Memminger Pens A Witty New Novel
“It was one of those typically blustery mornings in late August when rain squalls march across Kaneohe Bay from the eastern ocean, one after the other like soggy invading battalions. I was in the day cabin of the Travis McGee, nursing along my first meal of the day, which I had come to refer to as Honey Bunches of Budweiser because it sounded healthier than ‘swigging beer for breakfast.'”
Thus begins the breezy, witty and hilarious first novel by Charley Memminger, Hawaii’s local boy making a big splash on the national scene with the publication of Aloha, Lady Blue.
I read the book and I have to be honest: It’s darn good. Memminger is a former crime reporter turned humor columnist turned scriptwriter turned novelist. He draws from his deep local roots and experiences to etch characters who are colorful, unforgettable and bitingly authentic.
As you probably guessed from the opening salvo, Memminger pays tribute to (but doesn’t copy) one of his primary influences, the John D. MacDonald Travis McGee series (I read them all and loved them).
I recently sat down with Memminger at Kaneohe Yacht Club, which he’s renamed the Bayview Yacht Club in his book, home of heroic yet comically flawed hero Stryker McBride.
JM: Your book really captures Hawaii perfectly. Unlike so many books set in Hawaii, Aloha, Lady Blue didn’t make me cringe. I didn’t cringe at the story, at fake Hawaiian names, fake locations or fake pidgin …

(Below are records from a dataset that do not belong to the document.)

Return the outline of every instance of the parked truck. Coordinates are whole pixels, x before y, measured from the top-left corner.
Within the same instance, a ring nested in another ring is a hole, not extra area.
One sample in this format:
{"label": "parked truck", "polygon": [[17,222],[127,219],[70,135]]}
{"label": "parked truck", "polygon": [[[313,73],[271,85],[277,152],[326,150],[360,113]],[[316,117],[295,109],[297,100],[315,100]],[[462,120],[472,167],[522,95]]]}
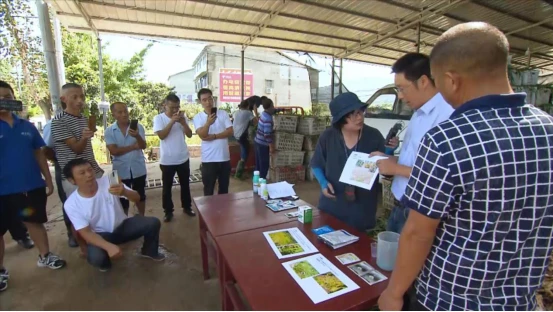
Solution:
{"label": "parked truck", "polygon": [[[399,140],[403,141],[405,128],[413,115],[413,110],[399,99],[397,88],[386,85],[376,91],[366,102],[365,124],[380,130],[386,138],[397,123],[402,125]],[[396,150],[399,152],[399,149]]]}

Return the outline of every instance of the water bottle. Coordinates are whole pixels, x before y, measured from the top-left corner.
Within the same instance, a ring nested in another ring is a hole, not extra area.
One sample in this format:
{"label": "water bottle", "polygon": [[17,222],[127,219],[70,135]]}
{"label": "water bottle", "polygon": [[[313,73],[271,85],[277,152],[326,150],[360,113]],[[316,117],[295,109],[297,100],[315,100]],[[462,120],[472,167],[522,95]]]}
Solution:
{"label": "water bottle", "polygon": [[258,188],[259,188],[259,171],[256,170],[253,172],[253,194],[254,195],[257,195],[257,193],[259,192]]}
{"label": "water bottle", "polygon": [[269,190],[267,189],[267,180],[265,179],[261,182],[261,198],[264,200],[269,199]]}
{"label": "water bottle", "polygon": [[264,181],[264,179],[259,178],[259,187],[257,188],[257,195],[259,195],[259,197],[261,197],[263,195],[263,192],[261,190],[261,186],[263,185],[263,181]]}

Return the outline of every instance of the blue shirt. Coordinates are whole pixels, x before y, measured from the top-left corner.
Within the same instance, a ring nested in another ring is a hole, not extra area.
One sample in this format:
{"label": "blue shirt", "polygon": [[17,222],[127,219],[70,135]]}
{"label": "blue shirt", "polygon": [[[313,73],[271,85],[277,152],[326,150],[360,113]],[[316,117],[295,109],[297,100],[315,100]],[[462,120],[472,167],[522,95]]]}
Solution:
{"label": "blue shirt", "polygon": [[255,142],[262,145],[273,143],[273,115],[263,112],[257,122],[257,132],[255,134]]}
{"label": "blue shirt", "polygon": [[[440,93],[434,95],[428,102],[417,109],[407,126],[397,163],[413,167],[422,137],[428,130],[448,119],[452,112],[453,108],[444,100]],[[397,200],[401,200],[403,194],[405,194],[407,182],[409,182],[409,178],[394,176],[392,193]]]}
{"label": "blue shirt", "polygon": [[553,251],[553,117],[524,94],[457,108],[420,143],[403,202],[439,220],[415,288],[430,311],[534,311]]}
{"label": "blue shirt", "polygon": [[[145,140],[146,134],[144,127],[138,125],[138,135]],[[129,135],[129,128],[125,134],[121,132],[117,122],[109,126],[104,134],[106,145],[117,145],[118,147],[130,146],[136,143],[136,139]],[[117,174],[121,180],[138,178],[146,175],[146,161],[144,153],[141,149],[128,152],[125,155],[113,156],[113,169],[117,170]]]}
{"label": "blue shirt", "polygon": [[44,141],[35,126],[13,116],[13,127],[0,120],[0,196],[45,187],[34,152]]}
{"label": "blue shirt", "polygon": [[42,128],[42,138],[46,146],[54,148],[54,138],[52,137],[52,120],[48,120],[44,128]]}

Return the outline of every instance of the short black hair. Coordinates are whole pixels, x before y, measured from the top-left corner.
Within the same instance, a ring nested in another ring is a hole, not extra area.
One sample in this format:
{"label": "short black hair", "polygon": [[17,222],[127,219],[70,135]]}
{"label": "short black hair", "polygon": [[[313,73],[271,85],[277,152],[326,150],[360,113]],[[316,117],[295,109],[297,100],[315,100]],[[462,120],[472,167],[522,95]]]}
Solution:
{"label": "short black hair", "polygon": [[261,97],[261,104],[263,105],[263,109],[269,109],[271,106],[273,106],[273,100],[266,96]]}
{"label": "short black hair", "polygon": [[165,102],[173,102],[173,103],[180,103],[179,97],[175,93],[169,93],[165,97]]}
{"label": "short black hair", "polygon": [[10,86],[9,83],[7,83],[7,82],[5,82],[5,81],[3,81],[3,80],[0,80],[0,88],[9,89],[9,90],[12,92],[12,94],[15,95],[15,92],[13,92],[12,86]]}
{"label": "short black hair", "polygon": [[83,86],[81,86],[81,85],[78,84],[78,83],[68,82],[68,83],[64,84],[64,85],[61,87],[62,90],[73,89],[73,88],[82,89]]}
{"label": "short black hair", "polygon": [[351,116],[351,114],[353,114],[353,112],[349,112],[347,114],[345,114],[342,118],[340,118],[340,120],[338,120],[336,123],[334,123],[332,126],[338,130],[342,130],[342,127],[348,123],[348,118]]}
{"label": "short black hair", "polygon": [[198,91],[198,100],[200,99],[202,94],[209,94],[213,96],[213,92],[211,92],[211,90],[209,90],[208,88],[201,88],[200,91]]}
{"label": "short black hair", "polygon": [[63,167],[63,175],[68,179],[73,179],[73,168],[77,166],[86,165],[86,164],[89,164],[92,166],[92,164],[84,158],[72,159],[67,163],[67,165],[65,165],[65,167]]}
{"label": "short black hair", "polygon": [[392,65],[392,73],[403,74],[411,82],[415,82],[420,77],[426,76],[430,79],[432,85],[434,85],[434,80],[432,80],[432,74],[430,73],[430,58],[426,54],[405,54]]}
{"label": "short black hair", "polygon": [[113,109],[115,108],[115,105],[125,105],[125,106],[127,106],[127,103],[123,103],[123,102],[111,103],[111,105],[109,106],[109,110],[113,111]]}

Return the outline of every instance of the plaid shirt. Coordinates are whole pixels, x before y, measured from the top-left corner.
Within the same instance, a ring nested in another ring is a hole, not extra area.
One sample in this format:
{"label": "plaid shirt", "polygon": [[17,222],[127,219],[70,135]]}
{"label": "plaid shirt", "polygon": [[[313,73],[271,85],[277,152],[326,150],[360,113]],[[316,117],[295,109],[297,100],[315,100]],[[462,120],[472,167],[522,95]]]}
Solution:
{"label": "plaid shirt", "polygon": [[469,101],[421,141],[404,203],[441,220],[416,282],[430,310],[535,309],[553,249],[553,118],[524,103]]}

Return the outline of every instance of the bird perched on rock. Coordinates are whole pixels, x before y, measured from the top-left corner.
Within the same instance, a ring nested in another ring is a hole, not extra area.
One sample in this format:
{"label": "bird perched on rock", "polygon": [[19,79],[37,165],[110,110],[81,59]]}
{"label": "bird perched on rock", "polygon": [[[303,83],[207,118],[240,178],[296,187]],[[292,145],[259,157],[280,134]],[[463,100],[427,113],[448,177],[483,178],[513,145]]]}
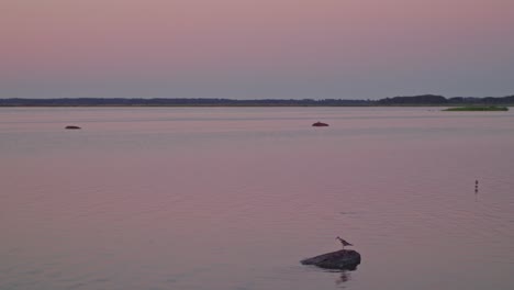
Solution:
{"label": "bird perched on rock", "polygon": [[345,239],[340,238],[339,236],[337,236],[336,239],[339,239],[340,245],[343,246],[343,249],[345,249],[345,246],[353,246],[350,243],[346,242]]}

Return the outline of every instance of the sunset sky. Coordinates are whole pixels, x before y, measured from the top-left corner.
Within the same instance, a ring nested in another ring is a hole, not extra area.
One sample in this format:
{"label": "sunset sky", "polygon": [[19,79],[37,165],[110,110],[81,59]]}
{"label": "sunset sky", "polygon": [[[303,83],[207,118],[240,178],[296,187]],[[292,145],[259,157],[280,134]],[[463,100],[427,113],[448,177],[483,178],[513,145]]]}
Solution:
{"label": "sunset sky", "polygon": [[0,0],[0,98],[514,94],[514,0]]}

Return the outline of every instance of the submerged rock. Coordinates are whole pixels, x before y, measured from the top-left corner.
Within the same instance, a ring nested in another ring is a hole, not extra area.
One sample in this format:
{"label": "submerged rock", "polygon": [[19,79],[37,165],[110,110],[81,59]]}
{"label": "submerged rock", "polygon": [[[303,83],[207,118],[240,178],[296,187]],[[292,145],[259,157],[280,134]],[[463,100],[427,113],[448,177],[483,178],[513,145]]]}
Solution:
{"label": "submerged rock", "polygon": [[340,249],[300,261],[324,269],[355,270],[360,264],[360,254],[353,249]]}
{"label": "submerged rock", "polygon": [[328,126],[327,123],[322,123],[322,122],[316,122],[314,124],[312,124],[312,126]]}

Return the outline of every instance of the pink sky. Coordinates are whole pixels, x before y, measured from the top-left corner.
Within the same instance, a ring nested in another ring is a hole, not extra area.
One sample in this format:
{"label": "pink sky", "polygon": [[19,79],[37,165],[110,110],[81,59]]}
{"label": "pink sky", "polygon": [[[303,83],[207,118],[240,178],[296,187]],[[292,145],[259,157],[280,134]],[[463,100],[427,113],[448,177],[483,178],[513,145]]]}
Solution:
{"label": "pink sky", "polygon": [[512,0],[1,0],[0,98],[514,93]]}

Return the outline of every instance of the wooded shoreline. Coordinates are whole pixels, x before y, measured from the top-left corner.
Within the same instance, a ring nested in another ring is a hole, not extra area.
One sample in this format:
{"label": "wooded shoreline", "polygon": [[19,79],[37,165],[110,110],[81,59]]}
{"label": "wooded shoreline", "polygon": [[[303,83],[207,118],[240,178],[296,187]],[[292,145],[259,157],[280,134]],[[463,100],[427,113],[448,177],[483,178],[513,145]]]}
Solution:
{"label": "wooded shoreline", "polygon": [[215,99],[215,98],[56,98],[0,99],[0,107],[462,107],[514,105],[514,94],[506,97],[454,97],[436,94],[393,97],[379,100],[351,99]]}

CM: I didn’t want any clichés; I didn’t want that for this book. If I hit a cliché, then I tried to turn it upside down. I wanted it to have a comic element, even though it’s kind of a dark story in the end. So, yeah, you have characters with weird names. But weird names are part of Hawaii. We know that.
JM: But they’re not condescendingly weird.
CM: Right, but my publisher didn’t understand. It’s not condescending, that’s just what their names are. You know, you have a Bumpy Kanahele, or you have a Chinky Mahoe. These are their names. So I have a Tiny Maunakea and Aunty Kealoha.
JM: You based characters on real people …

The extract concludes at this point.